Page 22 of Wedding Night In The King's Bed
Including, she discovered, the Queen’s rooms.
It really did pay to nose about, trying every door. Including the one that she knew led into that shared hallway between her rooms and Gianluca’s rooms, which she was somehow unsurprised to find locked.
Against her.
For a moment she stood there, staring at the door handle, while that yawning thing inside her seemed to swallow her whole—but no.
It wasn’t going to be a locked door that was the end of her. She refused.
At first Helene thought that perhaps this meant he’d locked her in, effectively putting her under palace arrest, but soon after she found the door that opened up into the hallway from the Queen’s little kitchen and it opened easily enough.
By this point, happily, she was no longer dressed in a quilt pulled from a bed or a nightgown that she never wanted to lay eyes on again. One of the things her aides had showed her in her daze this morning was her own vast wardrobe. Room after room of it. All of her own clothes, imported from her father’s house, and then entire sets of pieces she’d never seen before.
Gifts for you, Your Majesty, her aide had said with shining eyes.

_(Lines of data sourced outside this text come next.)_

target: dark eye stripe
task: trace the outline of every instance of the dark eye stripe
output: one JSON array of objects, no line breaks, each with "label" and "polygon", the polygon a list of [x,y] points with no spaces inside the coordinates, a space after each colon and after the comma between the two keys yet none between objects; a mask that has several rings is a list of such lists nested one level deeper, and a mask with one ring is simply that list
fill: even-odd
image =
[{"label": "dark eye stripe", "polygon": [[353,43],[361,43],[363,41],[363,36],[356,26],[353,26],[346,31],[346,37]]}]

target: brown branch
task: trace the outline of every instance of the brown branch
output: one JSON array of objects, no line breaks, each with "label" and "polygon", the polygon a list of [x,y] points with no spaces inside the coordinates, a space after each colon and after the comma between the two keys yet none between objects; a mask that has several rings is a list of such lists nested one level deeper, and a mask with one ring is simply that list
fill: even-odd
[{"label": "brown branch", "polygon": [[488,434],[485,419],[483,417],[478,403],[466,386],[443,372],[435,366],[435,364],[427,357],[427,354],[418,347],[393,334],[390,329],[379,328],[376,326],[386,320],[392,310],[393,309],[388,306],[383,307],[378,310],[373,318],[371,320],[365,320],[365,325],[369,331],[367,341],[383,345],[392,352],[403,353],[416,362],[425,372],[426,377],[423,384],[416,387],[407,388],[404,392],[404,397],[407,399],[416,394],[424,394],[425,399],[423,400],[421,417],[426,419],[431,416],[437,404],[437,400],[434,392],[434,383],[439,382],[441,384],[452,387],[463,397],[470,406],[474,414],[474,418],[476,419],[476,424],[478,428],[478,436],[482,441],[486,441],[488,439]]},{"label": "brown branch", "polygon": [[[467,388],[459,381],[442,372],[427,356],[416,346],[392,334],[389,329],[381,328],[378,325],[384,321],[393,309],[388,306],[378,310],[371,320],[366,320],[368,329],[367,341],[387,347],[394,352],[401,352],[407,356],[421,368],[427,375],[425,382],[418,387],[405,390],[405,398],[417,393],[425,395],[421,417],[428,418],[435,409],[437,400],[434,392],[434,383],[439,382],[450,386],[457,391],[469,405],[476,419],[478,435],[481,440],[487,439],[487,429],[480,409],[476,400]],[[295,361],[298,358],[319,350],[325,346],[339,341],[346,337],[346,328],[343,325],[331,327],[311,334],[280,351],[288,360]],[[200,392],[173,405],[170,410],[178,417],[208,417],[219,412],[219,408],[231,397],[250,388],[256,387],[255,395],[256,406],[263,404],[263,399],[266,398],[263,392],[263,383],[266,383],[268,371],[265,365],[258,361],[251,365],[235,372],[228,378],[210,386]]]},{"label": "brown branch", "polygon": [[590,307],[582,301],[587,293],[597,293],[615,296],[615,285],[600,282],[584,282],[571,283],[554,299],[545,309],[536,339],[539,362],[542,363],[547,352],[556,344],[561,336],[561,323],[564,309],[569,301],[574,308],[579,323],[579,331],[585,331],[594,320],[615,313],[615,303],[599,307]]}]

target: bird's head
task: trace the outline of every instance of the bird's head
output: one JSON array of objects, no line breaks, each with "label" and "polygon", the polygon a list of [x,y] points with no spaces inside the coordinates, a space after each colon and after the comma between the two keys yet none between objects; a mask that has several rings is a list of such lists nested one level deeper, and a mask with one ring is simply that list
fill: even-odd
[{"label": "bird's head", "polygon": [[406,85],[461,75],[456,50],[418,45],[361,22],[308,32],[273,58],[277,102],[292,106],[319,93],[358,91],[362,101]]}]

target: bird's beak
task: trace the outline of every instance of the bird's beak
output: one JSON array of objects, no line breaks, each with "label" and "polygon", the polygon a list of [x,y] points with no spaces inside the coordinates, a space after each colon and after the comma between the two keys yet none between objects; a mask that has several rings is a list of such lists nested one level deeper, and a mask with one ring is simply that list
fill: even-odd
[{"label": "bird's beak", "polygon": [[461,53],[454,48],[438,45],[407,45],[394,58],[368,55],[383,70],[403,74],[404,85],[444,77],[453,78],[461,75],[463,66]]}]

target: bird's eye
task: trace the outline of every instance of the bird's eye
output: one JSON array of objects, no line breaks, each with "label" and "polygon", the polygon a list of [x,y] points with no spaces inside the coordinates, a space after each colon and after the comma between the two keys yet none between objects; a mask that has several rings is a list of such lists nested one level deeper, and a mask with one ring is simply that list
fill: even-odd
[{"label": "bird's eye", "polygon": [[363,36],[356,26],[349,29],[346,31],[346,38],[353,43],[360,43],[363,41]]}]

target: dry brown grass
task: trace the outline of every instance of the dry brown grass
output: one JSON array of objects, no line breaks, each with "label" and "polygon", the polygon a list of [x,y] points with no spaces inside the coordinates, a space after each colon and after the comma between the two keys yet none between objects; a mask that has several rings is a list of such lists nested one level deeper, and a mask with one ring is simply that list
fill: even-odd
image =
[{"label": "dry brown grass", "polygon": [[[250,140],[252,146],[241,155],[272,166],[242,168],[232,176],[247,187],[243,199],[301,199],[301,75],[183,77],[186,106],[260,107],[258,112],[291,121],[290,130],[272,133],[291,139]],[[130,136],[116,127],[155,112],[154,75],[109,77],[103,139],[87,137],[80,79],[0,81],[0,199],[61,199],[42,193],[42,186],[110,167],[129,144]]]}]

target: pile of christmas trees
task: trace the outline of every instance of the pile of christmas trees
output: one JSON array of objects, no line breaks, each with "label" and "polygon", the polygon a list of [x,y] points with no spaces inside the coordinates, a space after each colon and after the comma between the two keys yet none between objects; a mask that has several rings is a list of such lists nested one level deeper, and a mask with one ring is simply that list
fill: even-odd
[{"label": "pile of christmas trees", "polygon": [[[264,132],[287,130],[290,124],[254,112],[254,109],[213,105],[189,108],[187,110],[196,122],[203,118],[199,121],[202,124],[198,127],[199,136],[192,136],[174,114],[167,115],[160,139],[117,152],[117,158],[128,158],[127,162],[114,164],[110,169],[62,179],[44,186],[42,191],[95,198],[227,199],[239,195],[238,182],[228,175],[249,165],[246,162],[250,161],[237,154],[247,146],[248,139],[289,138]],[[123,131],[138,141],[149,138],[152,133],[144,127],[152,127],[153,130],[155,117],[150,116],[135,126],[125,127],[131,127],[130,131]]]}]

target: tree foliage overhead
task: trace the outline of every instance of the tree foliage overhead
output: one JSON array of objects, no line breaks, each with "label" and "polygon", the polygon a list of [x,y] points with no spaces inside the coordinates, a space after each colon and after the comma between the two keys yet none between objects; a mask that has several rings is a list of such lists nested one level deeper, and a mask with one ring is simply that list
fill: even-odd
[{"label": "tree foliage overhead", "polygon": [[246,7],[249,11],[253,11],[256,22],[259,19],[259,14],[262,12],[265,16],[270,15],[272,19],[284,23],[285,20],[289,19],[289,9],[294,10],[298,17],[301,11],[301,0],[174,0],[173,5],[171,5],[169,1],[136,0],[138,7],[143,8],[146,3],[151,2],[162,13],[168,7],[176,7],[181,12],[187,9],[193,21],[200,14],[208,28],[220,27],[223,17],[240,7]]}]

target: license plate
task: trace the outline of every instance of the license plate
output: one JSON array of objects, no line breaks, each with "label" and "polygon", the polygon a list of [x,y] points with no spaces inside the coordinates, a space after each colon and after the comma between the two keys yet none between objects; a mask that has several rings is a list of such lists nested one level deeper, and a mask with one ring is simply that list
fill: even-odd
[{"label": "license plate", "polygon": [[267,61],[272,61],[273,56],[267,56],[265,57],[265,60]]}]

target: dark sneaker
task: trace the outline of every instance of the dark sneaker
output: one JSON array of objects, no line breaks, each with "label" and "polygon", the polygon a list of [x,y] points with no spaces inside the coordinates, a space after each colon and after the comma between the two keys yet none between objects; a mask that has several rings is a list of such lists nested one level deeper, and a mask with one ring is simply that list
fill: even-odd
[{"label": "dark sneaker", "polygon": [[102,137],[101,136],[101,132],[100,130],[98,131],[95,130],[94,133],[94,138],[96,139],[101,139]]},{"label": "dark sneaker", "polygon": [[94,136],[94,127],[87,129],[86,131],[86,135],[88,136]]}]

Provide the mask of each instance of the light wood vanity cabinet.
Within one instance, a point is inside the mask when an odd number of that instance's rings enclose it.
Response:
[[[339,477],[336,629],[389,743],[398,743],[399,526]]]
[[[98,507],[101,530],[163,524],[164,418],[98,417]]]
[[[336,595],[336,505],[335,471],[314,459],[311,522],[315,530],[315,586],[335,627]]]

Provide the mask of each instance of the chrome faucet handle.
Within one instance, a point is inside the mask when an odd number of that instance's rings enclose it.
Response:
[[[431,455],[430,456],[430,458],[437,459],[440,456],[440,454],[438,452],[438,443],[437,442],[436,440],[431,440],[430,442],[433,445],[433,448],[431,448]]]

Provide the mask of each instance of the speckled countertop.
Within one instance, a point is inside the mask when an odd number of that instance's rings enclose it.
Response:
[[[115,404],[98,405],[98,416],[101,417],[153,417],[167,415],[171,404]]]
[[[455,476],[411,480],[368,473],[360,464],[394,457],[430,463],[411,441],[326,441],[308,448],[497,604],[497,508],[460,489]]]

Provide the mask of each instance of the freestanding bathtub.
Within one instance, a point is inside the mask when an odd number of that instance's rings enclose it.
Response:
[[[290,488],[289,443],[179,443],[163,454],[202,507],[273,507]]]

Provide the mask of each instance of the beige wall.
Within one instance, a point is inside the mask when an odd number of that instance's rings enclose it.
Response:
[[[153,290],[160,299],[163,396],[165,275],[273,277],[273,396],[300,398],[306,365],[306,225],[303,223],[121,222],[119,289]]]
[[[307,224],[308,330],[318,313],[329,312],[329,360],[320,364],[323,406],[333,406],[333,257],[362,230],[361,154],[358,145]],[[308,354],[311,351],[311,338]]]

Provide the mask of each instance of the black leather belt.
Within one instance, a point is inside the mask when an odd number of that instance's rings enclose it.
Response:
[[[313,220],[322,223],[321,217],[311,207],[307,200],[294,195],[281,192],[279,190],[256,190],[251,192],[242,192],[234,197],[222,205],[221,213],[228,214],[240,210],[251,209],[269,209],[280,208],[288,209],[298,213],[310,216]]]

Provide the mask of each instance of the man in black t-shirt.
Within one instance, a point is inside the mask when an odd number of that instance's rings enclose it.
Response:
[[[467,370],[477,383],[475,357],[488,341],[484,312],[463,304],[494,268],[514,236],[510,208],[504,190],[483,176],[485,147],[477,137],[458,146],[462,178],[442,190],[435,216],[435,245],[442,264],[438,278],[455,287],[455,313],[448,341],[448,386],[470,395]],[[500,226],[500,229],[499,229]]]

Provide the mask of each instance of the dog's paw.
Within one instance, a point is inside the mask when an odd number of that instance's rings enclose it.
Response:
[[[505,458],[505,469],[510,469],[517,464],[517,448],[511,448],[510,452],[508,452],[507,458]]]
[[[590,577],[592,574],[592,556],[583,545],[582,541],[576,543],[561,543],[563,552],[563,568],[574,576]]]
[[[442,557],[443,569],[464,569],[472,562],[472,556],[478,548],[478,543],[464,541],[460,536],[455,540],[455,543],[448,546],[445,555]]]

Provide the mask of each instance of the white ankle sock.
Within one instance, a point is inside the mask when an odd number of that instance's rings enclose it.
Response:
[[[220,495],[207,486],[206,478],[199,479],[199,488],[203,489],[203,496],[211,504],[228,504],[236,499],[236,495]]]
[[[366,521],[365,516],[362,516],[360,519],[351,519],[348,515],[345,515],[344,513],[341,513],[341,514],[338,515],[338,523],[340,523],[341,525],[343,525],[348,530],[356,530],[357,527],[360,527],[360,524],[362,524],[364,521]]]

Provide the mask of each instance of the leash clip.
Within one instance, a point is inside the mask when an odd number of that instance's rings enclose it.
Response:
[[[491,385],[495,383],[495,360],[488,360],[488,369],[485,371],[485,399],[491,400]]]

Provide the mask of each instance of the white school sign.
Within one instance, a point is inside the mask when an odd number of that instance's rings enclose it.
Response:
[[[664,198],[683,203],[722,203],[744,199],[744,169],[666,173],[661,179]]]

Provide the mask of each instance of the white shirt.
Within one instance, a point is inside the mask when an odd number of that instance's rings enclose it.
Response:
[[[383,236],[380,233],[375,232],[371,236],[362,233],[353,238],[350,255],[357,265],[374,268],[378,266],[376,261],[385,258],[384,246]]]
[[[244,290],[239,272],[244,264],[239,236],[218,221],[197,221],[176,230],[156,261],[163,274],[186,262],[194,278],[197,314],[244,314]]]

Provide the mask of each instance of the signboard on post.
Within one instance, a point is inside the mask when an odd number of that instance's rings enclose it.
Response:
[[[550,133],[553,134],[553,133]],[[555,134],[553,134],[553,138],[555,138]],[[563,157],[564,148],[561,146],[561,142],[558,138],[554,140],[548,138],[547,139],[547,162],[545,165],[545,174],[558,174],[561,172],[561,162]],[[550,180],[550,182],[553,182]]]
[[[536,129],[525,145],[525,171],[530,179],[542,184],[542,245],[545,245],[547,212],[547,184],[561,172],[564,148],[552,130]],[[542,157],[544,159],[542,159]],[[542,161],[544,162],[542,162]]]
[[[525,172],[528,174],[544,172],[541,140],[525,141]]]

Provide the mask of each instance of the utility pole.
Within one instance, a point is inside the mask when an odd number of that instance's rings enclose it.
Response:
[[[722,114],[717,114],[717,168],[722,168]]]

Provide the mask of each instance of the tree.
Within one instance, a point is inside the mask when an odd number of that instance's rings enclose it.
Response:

From the King, who loves me so much? Helene had asked.
And had only smiled serenely when the woman looked at her curiously, suggesting that Helene’s tone had been a touch too sharp.
In any case, she been able to ignore any gifts and dress herself instead in her favorite pair of jeans, the ballet flats that never failed to make her feel both comfortable and elegant at once, and an extremely cozy sweater that held her like the hug she desperately needed.
If there was a dress code for royal travesties, someone was going to have to tell her so.
Helene was out the door and out wandering the halls of the greater palace complex before she realized how strange it felt to be walking around this place dressed the way she had dressed any number of days at the Institut, or in her father’s house, back when she had felt that achieving a feeling of not actively hating her life was the best Herbert Archibald’s daughter ever could feel.
Then she had met Gianluca.
She had imagined a whole other universe of potential feelings all summer long.
And she had married a king, become a queen, and been accused of being a deceitful whore all in the course of the last twenty-four hours.
Yet here she was. Hair twisted back out of her way, her favorite clothes on, and all on her own, again.
Helene told herself, repeatedly, that this should feel like a comfort.
All the comforts of home, in fact.
The other good news about having married the King was that she been given access to her mobile phone again. She suspected it was monitored, but that was what was so funny about all of this. In the sense of not being funny at all. She didn’t really care if Gianluca read every text she’d ever sent anyone. What was he going to find?
She really was exactly as innocent she claimed to be.
And she really did watch that many videos of cats doing cattish things.
Helene texted Faith as she walked, taking a picture of herself in front of an instantly recognizable painting as punctuation.
Her cousin’s reply was immediate.
I beg your pardon, Your Majesty. Dutch Masters and kings? The world really is your oyster.
And for the first time in her life, Helene did not text Faith a full recounting of the night before. She did not tell her cousin what she was actually thinking or feeling. In fact, as she stood there staring down at the screen of her mobile, she felt the strangest feeling creep over her, twining with that knot of vulnerability that seemed to pulse deep within.
It was the headmistress in her head once again. Remember, ladies, she had said in that crisp manner of hers. The ideal wife does not share her marital troubles with all and sundry. She is never a source for unscrupulous journalists and she does not take even her closest friends into her confidence on matters pertaining to the private things that go on between men and women, no matter her station. Why?
Because she has already been bought and sold once already? one of Helene’s more bitter classmates, who was not expecting happy ever anything, had replied.
Madame had only smiled in that flinty manner she did so well. Perhaps, Georgianna. But also because part of her power lies in how she protects her marriage. Men, you see, are so good at making declarations about what it is they want, what it is they demand. They bluster, they bloviate, and in many ways, we must accommodate them. But it is the woman who is the bellwether, like it or not. How she behaves sets the stage for how the world will treat not only her, but the marriage that entirely too many will believe is within her purview to change as she wishes.
Everyone in Helene’s year had dissected that particular nugget and called it utter crap.